Figure 6.1 Online poker room lobby

The first thing you notice is that the screen has several different sections from which
to choose. The top line, with Real Money, UltimatePoints, and Free Games, allows you
to see the different games and tables available to you at that time in each of those three categories. (Note: UltimatePoints is an UltimateBet-unique promotion; other sites have their own customer rewards programs.) In this example, you are looking at UltimateBet’s real money Hold ’em page. Notice that the table listing the available games is divided by type of game (Hold ’em , then Omaha, Omaha 8/b, etc.), and then in descending order
by stakes ($80–$160 to $4–$8 are pictured, but notice there is ample room to scroll down for smaller stakes and some likely no- and pot-limit games). Beside the Games tab, you see there are also tabs for Scheduled Tournaments and Sit and Go Tournaments. A scheduled tournament is exactly that: At 7 PM, for example, as long as a minimum number of players pay the entry fee, the tournament will begin, with prize money being determined by the total number of players entered. A sit and go tournament, on the other hand, begins as soon as 10 (or however many) players buy in.
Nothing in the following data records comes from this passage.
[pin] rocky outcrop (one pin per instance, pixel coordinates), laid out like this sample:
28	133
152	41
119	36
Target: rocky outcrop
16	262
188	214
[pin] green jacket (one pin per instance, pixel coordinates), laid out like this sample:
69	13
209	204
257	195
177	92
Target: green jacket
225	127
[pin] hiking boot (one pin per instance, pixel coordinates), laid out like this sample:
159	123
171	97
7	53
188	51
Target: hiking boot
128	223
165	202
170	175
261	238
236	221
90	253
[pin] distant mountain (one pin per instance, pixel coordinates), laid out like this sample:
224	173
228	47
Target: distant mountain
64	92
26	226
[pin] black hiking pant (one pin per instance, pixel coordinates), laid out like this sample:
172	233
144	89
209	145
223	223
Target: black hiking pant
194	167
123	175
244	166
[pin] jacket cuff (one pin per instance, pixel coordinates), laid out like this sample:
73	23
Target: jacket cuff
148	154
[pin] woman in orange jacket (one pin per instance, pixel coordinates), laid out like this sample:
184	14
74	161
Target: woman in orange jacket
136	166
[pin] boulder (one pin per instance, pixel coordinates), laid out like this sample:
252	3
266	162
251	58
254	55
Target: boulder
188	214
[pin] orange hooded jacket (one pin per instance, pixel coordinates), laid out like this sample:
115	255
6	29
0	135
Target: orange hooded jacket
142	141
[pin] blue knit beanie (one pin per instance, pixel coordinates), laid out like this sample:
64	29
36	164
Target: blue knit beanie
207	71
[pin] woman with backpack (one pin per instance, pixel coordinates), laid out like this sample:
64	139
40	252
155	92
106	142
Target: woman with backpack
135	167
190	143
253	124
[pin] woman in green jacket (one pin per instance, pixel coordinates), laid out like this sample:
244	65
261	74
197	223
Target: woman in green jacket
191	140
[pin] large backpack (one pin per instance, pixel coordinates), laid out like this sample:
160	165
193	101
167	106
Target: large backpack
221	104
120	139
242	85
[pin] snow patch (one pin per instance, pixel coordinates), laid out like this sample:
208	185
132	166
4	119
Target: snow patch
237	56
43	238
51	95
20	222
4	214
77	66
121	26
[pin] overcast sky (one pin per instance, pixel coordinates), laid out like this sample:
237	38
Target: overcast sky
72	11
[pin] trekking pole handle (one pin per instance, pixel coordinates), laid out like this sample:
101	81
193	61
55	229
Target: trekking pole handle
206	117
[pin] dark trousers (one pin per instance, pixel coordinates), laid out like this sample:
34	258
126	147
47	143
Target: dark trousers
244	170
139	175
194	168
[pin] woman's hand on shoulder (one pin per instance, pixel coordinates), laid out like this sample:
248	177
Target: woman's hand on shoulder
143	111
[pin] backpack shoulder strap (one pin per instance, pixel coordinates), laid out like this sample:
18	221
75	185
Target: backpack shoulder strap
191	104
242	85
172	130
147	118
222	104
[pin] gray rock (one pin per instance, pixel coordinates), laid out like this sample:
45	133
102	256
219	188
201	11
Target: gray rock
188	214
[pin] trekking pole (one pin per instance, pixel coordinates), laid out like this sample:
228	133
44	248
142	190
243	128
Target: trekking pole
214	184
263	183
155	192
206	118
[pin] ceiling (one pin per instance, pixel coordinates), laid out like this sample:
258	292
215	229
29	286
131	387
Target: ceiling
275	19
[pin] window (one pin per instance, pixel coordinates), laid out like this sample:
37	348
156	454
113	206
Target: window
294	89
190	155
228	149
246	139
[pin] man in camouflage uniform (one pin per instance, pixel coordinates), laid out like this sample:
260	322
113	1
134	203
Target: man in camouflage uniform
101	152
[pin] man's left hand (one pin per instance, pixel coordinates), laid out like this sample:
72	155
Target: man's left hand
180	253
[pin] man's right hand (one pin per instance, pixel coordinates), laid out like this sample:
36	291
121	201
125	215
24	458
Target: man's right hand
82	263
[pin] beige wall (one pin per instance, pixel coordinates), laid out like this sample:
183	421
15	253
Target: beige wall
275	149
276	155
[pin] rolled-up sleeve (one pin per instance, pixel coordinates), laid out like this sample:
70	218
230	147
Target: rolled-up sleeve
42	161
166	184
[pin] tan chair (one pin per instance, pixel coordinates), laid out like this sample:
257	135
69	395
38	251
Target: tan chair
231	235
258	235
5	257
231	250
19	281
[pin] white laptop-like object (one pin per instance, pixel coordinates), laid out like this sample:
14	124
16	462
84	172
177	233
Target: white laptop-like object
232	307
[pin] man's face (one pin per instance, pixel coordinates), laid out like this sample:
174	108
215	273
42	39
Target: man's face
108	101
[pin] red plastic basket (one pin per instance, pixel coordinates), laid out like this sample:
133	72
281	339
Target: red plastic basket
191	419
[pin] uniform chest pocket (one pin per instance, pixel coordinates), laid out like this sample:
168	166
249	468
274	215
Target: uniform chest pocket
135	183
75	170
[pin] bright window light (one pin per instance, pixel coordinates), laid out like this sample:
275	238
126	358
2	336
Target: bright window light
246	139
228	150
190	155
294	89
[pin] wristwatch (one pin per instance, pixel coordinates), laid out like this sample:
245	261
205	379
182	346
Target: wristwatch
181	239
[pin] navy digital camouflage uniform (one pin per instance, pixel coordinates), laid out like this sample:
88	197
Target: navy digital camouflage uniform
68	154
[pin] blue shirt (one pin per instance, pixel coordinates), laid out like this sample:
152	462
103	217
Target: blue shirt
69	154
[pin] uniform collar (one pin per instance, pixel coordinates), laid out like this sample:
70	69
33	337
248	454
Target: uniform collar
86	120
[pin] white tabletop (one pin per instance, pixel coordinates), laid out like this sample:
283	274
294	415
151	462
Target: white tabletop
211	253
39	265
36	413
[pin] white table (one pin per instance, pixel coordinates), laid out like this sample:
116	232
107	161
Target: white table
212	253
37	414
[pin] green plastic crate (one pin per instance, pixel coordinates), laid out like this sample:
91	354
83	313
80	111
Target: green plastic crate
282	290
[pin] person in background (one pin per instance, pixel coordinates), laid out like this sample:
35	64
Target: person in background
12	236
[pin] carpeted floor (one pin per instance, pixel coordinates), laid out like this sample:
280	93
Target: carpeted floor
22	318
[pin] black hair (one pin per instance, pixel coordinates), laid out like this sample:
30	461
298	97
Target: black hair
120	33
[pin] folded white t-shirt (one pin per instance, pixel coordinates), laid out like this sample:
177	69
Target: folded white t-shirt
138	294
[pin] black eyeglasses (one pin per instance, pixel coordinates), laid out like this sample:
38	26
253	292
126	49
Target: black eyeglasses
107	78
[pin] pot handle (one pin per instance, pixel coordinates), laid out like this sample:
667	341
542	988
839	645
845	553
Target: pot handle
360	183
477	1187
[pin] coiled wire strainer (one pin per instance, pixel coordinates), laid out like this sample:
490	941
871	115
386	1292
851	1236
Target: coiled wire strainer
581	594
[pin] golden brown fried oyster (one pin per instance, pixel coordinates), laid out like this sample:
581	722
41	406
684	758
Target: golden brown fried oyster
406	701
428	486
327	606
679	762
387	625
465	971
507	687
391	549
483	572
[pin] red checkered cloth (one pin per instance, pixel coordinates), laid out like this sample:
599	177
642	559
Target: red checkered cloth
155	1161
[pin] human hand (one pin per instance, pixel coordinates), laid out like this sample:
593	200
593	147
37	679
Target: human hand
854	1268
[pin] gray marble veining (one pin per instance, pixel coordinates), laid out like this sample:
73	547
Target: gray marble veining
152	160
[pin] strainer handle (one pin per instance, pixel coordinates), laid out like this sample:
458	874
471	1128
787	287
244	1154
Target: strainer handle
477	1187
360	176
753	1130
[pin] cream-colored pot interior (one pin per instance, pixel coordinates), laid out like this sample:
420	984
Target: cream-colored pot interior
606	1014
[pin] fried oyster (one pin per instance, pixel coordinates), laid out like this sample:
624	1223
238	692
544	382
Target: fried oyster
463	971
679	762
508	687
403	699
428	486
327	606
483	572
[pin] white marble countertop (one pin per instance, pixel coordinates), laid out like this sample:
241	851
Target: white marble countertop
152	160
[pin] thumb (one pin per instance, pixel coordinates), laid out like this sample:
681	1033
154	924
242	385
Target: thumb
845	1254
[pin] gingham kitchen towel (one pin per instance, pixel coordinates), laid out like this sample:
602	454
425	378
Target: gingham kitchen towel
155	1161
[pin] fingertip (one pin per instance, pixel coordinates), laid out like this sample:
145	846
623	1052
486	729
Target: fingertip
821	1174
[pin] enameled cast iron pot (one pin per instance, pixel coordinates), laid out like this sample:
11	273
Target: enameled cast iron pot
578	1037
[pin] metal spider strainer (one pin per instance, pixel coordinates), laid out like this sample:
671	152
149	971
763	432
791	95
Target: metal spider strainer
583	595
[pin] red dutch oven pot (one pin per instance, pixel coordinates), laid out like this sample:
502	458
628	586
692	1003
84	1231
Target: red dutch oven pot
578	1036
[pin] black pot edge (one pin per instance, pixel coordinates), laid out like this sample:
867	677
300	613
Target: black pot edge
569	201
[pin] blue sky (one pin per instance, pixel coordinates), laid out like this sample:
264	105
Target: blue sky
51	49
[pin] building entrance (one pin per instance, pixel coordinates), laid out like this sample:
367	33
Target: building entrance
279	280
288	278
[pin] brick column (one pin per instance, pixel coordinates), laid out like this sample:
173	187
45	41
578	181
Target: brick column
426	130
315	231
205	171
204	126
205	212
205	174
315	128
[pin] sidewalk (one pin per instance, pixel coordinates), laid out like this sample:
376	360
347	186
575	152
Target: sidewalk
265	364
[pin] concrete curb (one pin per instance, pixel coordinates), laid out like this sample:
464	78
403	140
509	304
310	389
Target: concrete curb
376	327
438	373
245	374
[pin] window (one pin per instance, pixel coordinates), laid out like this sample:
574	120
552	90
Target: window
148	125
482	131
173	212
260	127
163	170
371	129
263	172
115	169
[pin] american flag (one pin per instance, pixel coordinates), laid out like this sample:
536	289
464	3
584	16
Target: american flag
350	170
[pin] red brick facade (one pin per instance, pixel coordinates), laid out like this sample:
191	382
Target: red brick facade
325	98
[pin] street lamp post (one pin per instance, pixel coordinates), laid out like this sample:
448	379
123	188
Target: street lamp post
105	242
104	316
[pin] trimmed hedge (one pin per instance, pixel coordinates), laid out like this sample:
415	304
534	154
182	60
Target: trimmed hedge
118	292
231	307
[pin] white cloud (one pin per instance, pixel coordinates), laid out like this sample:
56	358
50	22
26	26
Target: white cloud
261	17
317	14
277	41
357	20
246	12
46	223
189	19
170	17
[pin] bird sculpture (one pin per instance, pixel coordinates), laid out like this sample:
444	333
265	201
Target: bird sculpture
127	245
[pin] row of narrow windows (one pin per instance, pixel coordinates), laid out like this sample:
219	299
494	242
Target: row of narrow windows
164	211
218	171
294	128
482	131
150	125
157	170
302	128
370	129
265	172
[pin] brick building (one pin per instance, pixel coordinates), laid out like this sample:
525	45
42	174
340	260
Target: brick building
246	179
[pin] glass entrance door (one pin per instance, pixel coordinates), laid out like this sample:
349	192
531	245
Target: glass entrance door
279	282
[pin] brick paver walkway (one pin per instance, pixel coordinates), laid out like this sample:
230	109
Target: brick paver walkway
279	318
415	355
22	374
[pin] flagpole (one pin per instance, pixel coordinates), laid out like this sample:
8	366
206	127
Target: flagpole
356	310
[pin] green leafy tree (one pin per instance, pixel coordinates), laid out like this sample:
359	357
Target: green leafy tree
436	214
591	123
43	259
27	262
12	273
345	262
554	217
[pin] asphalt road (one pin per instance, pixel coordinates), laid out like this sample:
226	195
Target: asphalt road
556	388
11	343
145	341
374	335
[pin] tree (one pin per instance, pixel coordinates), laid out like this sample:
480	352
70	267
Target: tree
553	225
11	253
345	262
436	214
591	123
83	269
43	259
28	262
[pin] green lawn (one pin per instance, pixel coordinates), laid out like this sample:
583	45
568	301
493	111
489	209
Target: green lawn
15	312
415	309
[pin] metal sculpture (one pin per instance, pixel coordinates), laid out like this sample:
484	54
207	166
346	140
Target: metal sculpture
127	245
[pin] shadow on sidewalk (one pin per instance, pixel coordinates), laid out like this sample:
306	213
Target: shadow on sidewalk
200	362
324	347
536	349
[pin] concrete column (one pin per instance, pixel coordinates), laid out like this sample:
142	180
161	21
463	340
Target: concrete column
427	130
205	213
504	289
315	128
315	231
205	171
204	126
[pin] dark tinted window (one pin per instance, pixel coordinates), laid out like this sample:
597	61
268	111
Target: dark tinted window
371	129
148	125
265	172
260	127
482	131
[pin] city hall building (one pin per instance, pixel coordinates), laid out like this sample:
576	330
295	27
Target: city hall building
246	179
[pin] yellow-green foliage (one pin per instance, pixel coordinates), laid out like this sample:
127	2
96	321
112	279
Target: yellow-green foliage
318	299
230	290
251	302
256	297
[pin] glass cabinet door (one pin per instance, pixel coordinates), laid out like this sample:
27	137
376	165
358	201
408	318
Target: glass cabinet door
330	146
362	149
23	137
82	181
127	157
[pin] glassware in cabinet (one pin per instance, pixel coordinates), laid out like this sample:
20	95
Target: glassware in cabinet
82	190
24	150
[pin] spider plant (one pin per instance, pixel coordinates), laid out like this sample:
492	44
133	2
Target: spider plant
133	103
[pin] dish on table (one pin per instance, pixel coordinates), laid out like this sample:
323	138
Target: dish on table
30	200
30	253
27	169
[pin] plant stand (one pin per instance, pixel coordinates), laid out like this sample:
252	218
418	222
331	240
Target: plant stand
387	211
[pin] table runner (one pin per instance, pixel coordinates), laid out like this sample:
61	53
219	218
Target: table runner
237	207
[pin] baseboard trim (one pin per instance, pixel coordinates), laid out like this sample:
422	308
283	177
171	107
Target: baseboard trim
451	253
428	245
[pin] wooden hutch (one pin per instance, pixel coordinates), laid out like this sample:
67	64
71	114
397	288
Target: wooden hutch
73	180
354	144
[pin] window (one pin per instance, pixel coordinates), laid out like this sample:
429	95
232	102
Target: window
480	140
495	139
Figuring Out Which Tournament or Table to Join

For best results, a poker player aspiring to make a profit over time should be strong at as many games as possible and should also be a strong ring game and tournament player. Over time, you will be able to use the lobby as a tool to put yourself in situations in which you are most likely to succeed. There’s an old saying we’re sure you’ve heard

before: “It’s no good being the tenth-best poker player in the world if you always play against the first-through-ninth-best players at the same time.” This simply means that there will be games in which you are the weakest player or at least an underdog. Because it’s easy to tell a poker player “OK, so just don’t play” when conditions are unfavorable but almost impossible for them to resist playing, the best alternative is to be a strong player in several games and to be able to identify the table with the weakest field against which you would be competing. We’ll tell you in this chapter and elsewhere about what you can do to scout out the best games.

The first thing you want to decide is which games you do or don’t want to play during
the session. A friend of mine who plays higher-limit games is cognizant of when he’s not as alert as he should be. He doesn’t play Stud at those times because he’s not able to “follow the cards” as well as he should (in Stud, it is very important to remember which cards your opponents have had face-up in their hands but have folded, so you have a lot of information as to how many cards will help your and your opponents’ hands). When he’s tired, he sticks to Hold ’em , which still requires a player to be alert but doesn’t tax the memory as badly as Stud. After deciding on games from which to choose, you should then decide how “high” you want to play. As you will see when perusing the lobby, there are Hold ’em games for relatively high limits ($15–$30 and $20–$40 are commonly available) all the way down to what are known as “micro-limits” (25¢–50¢, for example).

After you decide on the range of limits you want to play, check out the information on each table from the lobby. In Figure 6.1, there are several bits of information available to you. First, you will see a listing of the players currently playing and at least some of the players waiting for a seat. Additionally, you will see that the average pot size, the percent- age of hands in which there is a flop (i.e., there are at least two players who remain after the first round of betting), and the number of hands per hour. This data will tell you how desirable this table is for you; because you will see if there are a lot of flops and big pots with players who you know are not as good as you are, this is a prime opportunity for you to increase your bankroll! You will be able to join either the table or the waiting list. When you sit down, you will be asked how much you would like to “buy in” for, meaning how much money you would like to put at risk. There is a minimum buy in, typically five times the big bet, and for certain games there is a maximum buy in. Maximums are for the pot- and no-limit games, and they protect a table from a person deciding to sit down with $2,000 and push everyone out of the pot.